FLUKE - RAITA, ORO BLANCO, PINEAPPLE, MINT
I was curious about the fluke and raita combination but it was the oro blanco that ended up dominating this course with an acidity of the grapefruit felt a bit lopsided against the mild fluke.
WINTER CITRUS - DUNGENESS CRAB, AVOCADO, FENNEL, ARUGULA
The citrus was much more effective here, the potency of the grapefruit is countered by an equally lush sweet orange. The crab was almost unnecessary as this dish focused on the citrus though the nuttiness of the arugula came through undimmed as well.
LINGUINE AND CLAMS - UNI AGLIO-OLIO, BREADCRUMBS
I appreciated the Two Dudes' take on this classic dish. The clams add a nice hint of brine to the plump supple noodles while the breadcrumbs provided some textural contrast. I was expecting the uni to be more apparent but the flavor hovered around the edges.
IDAHO TROUT - CARROT, POTATO, CAPER DILL BUTTER
The oily flavor of the trout is deftly managed here by a generous helping of rich butter. Personally I could have forgone the carrot and potato and gone with the fish all by itself.
PEEL AND EAT SHRIMP BOIL - LIME MUSTARD SAUCE
Peel and eat was something of a misnomer as we all seemed to struggle a bit when removing the shell. Still the delicately cooked shrimp meat was worth the effort. I preferred eating the shrimp without the lime mustard, enjoying the natural flavor of the shellfish tinged with a slight bit of Old Bay.
SANTA BARBARA SPOT PRAWNS - BUTTER, LEMON, SEA SALT
Following the regular shrimp with the spot prawn really highlighted the differences between the two. The fresh spot prawn is in a whole other league, with a succulent supple texture and essence of fresh brine the prawn didn't need any accompaniments.
KING CRAB LEGS - TABASCO BUTTER
Another of the night's standouts, king crab, like the spot prawns needs to be served as simply as possible to enjoy the meat's natural flavor. The butter brings the crab's natural sweetness to the fore while the Tabasco adds a vinegar tinged bite that helps balance the density of the meat.
NIMAN RANCH RIB-EYE - FRIED OYSTERS, BÉARNAISE, FRIES
I was probably a bit too full to appreciate this course. The beef itself is quite good, tender and nicely seasoned, but the Béarnaise sauce was a bit overwhelming at this point. Under other circumstances, I suspect this would be an ideal course to finish a meal.
FROZEN LIME YOGURT - GRAHAM CRUMBLE, TOASTED MERINGUE
Both desserts had a deconstructed feel to them. First up was a tart frozen yogurt coupled with a creamy toasted meringue and bits of rich graham cracker that faithfully recreated a key lime pie.

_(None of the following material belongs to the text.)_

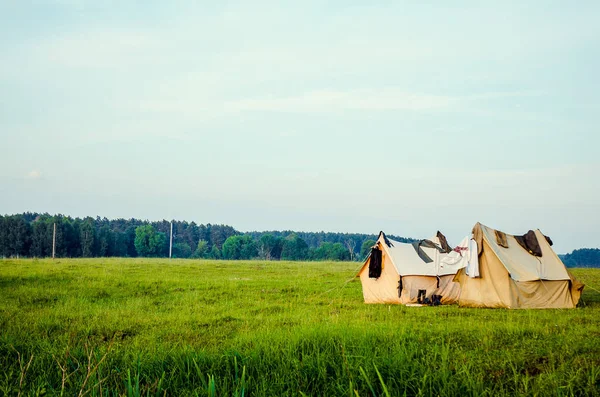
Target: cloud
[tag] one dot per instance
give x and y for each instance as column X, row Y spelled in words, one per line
column 34, row 174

FLOURLESS CHOCOLATE CAKE - BANANA, PEANUT, COCONUT ICE CREAM
Long the purview of steakhouses, Jon and Vinnie breathe new life into a tired dessert. The chunks of fudge-like chocolate cake are balanced by a salt-laced caramel while the sweetness of the banana adds a tropical lightness to the mix.
Son of a Gun offers a mix of cuisines as eclectic as its name, drawing heavily from Asian flavors for a couple of the courses, while the other dishes look like something out of a tapas joint or Southern restaurant. Shook and Dotolo manage to capture the best of each style, resulting in delicious, tightly focused flavors. I wonder what is next for the duo, personally after having the lobster roll, fried chicken, and shrimp toast, I'm hoping its their sandwich shop.